Pusat Komando Sentral Epidemi (CECC) Taiwan Rabu lalu (16/12) memaparkan bahwa keputusan mereka untuk mencabut larangan atau justru terus memperpanjangnya bergantung situasi di Indonesia. ’’Persebaran virus (Covid-19) di Indonesia belum mereda. Pekan lalu negara tersebut melaporkan sekitar 6 ribu kasus per hari,’’ ujar Kepala CECC Chen Shih-chung seperti dikutip Focus Taiwan.

Pada 30 November lalu, Taiwan mengeluarkan kebijakan untuk menghentikan sementara masuknya pekerja migran dari negara-negara Asia Tenggara. Aturan itu berlaku mulai 4 hingga 17 Desember. Keputusan tersebut keluar gara-gara jumlah pekerja migran asal Indonesia yang positif Covid-19 ketika tiba di Taiwan terus naik. Dari 132 kasus penularan Covid-19 dari luar, sebanyak 76 kasus disebut berasal dari pekerja Indonesia. Seharusnya pekerja migran asal Asia Tenggara sudah boleh masuk Taiwan lagi mulai hari ini. Namun, khusus PMI, larangannya diperpanjang.

Mengapa Taiwan meragukan hasil tes Covid-19 di Indonesia? Chen mengungkapkan, pada Oktober lalu, ada 11 pekerja Indonesia yang positif Covid-19 di Taiwan. Padahal, dua di antaranya memiliki surat keterangan negatif Covid-19 dari Indonesia yang dikeluarkan tiga hari sebelum ke Taiwan. Lalu, pada November, kasus serupa terulang. Sebanyak 42 dari 81 pekerja Indonesia yang tiba positif Covid-19. Mereka juga punya surat keterangan negatif yang didapat tiga hari sebelum terbang.

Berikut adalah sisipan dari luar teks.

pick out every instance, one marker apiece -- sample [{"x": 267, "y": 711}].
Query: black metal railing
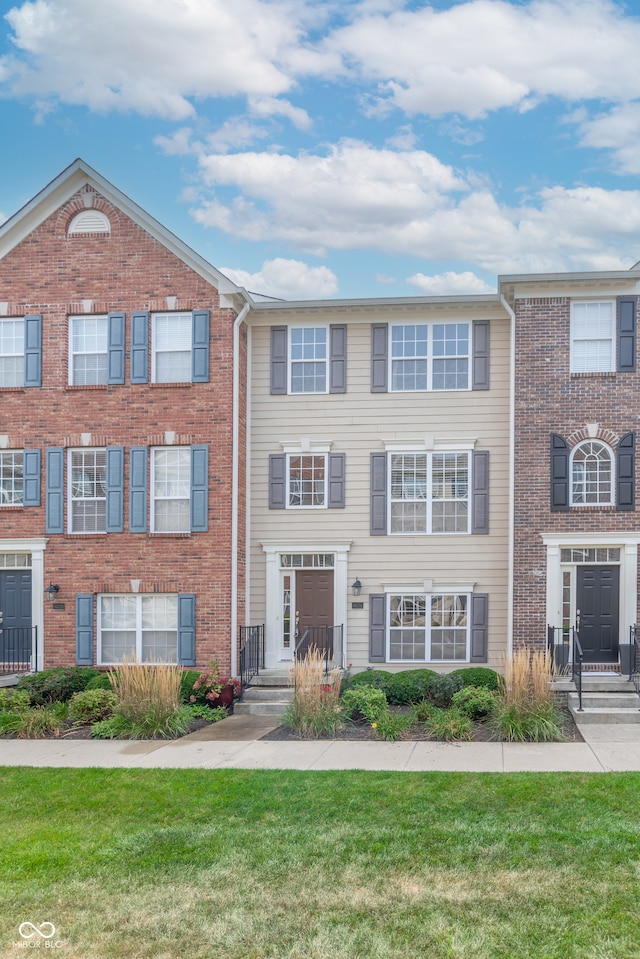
[
  {"x": 251, "y": 642},
  {"x": 328, "y": 640},
  {"x": 17, "y": 644}
]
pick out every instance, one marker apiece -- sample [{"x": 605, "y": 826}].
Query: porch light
[{"x": 51, "y": 591}]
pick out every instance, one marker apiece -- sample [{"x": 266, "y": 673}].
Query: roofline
[{"x": 66, "y": 184}]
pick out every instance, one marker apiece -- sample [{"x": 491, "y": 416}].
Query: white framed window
[
  {"x": 11, "y": 351},
  {"x": 171, "y": 486},
  {"x": 591, "y": 474},
  {"x": 88, "y": 350},
  {"x": 144, "y": 625},
  {"x": 593, "y": 336},
  {"x": 308, "y": 347},
  {"x": 87, "y": 475},
  {"x": 172, "y": 335},
  {"x": 428, "y": 627},
  {"x": 306, "y": 479},
  {"x": 429, "y": 356},
  {"x": 429, "y": 492},
  {"x": 11, "y": 477}
]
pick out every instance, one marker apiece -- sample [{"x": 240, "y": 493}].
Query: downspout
[
  {"x": 235, "y": 475},
  {"x": 512, "y": 472}
]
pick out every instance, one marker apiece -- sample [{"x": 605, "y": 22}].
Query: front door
[
  {"x": 15, "y": 617},
  {"x": 597, "y": 612}
]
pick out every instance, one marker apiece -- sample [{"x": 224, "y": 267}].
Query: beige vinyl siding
[{"x": 359, "y": 423}]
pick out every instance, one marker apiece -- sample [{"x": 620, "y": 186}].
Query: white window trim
[
  {"x": 612, "y": 364},
  {"x": 430, "y": 324},
  {"x": 428, "y": 594},
  {"x": 290, "y": 361}
]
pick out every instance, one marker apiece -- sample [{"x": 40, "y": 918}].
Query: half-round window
[
  {"x": 89, "y": 221},
  {"x": 591, "y": 475}
]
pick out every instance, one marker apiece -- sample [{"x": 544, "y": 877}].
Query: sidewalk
[{"x": 607, "y": 748}]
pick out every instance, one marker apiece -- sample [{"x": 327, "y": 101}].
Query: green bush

Masalah tersebut terulang lagi pada 1−15 Desember. Pada rentang waktu tersebut, ada 40 kasus positif dari Indonesia. Ironisnya, sebanyak 32 di antaranya memegang surat pernyataan bebas Covid-19 yang dikeluarkan tiga hari sebelum penerbangan. ’’Kredibilitas hasil tes Covid-19 yang dikeluarkan Indonesia memburuk seiring berjalannya waktu,’’ tegas Chen. Pria yang menjabat menteri kesehatan dan kesejahteraan Taiwan itu mengaku tidak tahu masalahnya di mana. Yang jelas, hasil tes Covid-19 di Indonesia kian tidak akurat.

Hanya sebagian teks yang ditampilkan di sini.